カルセルアはフードを外して男2人が座っているテーブルへと近付いていく。

 服の上からでも分かる程の筋肉を携え、暗い色をしている髪を後ろに流している男は腕を組んで椅子にドッシリと座っている。

 もう1人は鶏冠のように上がった灰色の髪、足を組んで両手を後頭部に付けて揺れている軽そうな男だった。

 カルセルアは何も言わず、席に着いた。


「んで、今日は何も起きなかったんだっけか?カルセルア?」


 軽薄そうな物言いで鶏冠頭の男は椅子を前後に揺らしながらカルセルアに問うた。


「あぁ。何も起きなかったし、偵察のような行為もされていないと思う。」


「まぁ、昨日の今日で何かするにしても警戒度が高いのにする必要もないわな。こっちの対応をどっかから見てんだろ。」


「その通りだろうな。」


 筋骨隆々の男は重苦しく頷きながら同意した。

 その同意を受けて、軽薄そうな男は天井を見上げて椅子を揺らし続けた。


「それでどうするんだ?ゼイク?」


 カルセルアは軽薄そうな男をそう呼んだ。ゼイクはカルセルアに問いかけられると椅子を揺らす事を止めて、しっかりと座る。


「とりあえずは現状維持だな~。威力偵察は4人組の仮団員で済ませたと見ていいんじゃない?そのうち偵察のために客を装って何人か入り込むんだろうが、放っておけばいいさ。」


「分かった。」


「じゃあ、決めた通りに朝から夜になるまでの時間を2交代で護衛。ベテランと新人の混合で裏口と表を警戒しつつ店内にも人員を配置。オイラもたまに護衛に付くし、ニグロにも入って貰う。ってことで、様子見しよっか。」


「了解した。」


 筋肉男、ニグロは言葉少なに頷いたが、カルセルアは更にゼイクに問いかけた。


「ヴァーチさん達はどうすりゃいいんだ?団長?」


「ん~。客人扱いとはいえ、今は緊急事態ってことで護衛に付いて貰おう。イムニトの旦那と面識もあるし護衛した事も何度かあるしな~。ミロチもいるし子供の相手も心配ないっしょ。」


「了解だ。まぁ、既にヴァーチさんから護衛に入らせろって言われてんだけどな。」


「なんだ、じゃあ、問題なしって感じじゃん!」


 ゼイクはテーブルの上にある酒器を取って、ぐびりと1口飲むと軽薄そうな雰囲気を吹き飛ばした。

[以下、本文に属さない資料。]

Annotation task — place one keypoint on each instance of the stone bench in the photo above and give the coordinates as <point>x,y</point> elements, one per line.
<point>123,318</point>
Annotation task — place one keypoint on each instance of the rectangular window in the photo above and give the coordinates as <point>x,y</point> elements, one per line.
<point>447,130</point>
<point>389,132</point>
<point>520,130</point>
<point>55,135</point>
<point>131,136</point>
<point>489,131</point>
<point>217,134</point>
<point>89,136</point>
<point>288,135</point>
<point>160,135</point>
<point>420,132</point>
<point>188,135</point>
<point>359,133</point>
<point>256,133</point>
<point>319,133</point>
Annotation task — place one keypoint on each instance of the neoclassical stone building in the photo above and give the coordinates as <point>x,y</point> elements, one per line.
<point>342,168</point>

「イムニト商会に、オイラ達に手を出したらどうなるか、お前らきっちりアイツらに叩き込むぞ。ついでに面倒な奴らも根こそぎ潰す。」


「了解だ。ゼイク。」


「分かったよ、団長。」


 カルセルアとニグロは返事をすると立ち上がって階段を使って建物から出て行った。


傭兵団【繋ぎ手】、団長のゼイク、副団長のニグロ、参謀役のカルセルアの3人が内密に話をするときに使っている建物は、ゼイク個人所有の倉庫である。そこを売りに出した商人から買い取り、避難所兼倉庫兼自宅としていた。入るためには専用の道具を持っていないと入る事すら出来ない建物になっている。


【繋ぎ手】は傭兵団にしては珍しくミースロースに根付き、住民からの信頼も篤い。そして、その団長であるゼイクは普段はおちゃらけて明るいが戦闘になると、苛烈になる事で有名であった。そして、身内に、自分の領域に手を出される事を極度に嫌っている。

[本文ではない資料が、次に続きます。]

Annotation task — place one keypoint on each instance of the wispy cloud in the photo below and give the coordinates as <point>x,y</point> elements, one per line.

(イムニトの旦那の所にまで手を出しやがったな、あの野郎・・・。ダリカ、残り少ないテメェの命、今のうちに楽しんどけ。)


 残った酒を一気に飲んで、ゼイクは自分の得物を取りに行った。



 【繋ぎ手】が護衛の方針と今後の対応を協議していた頃、【笑い猫】が入り浸っている酒場の2階の1室で裸の女性が隣の男を細く長い指で胸板を撫でていた。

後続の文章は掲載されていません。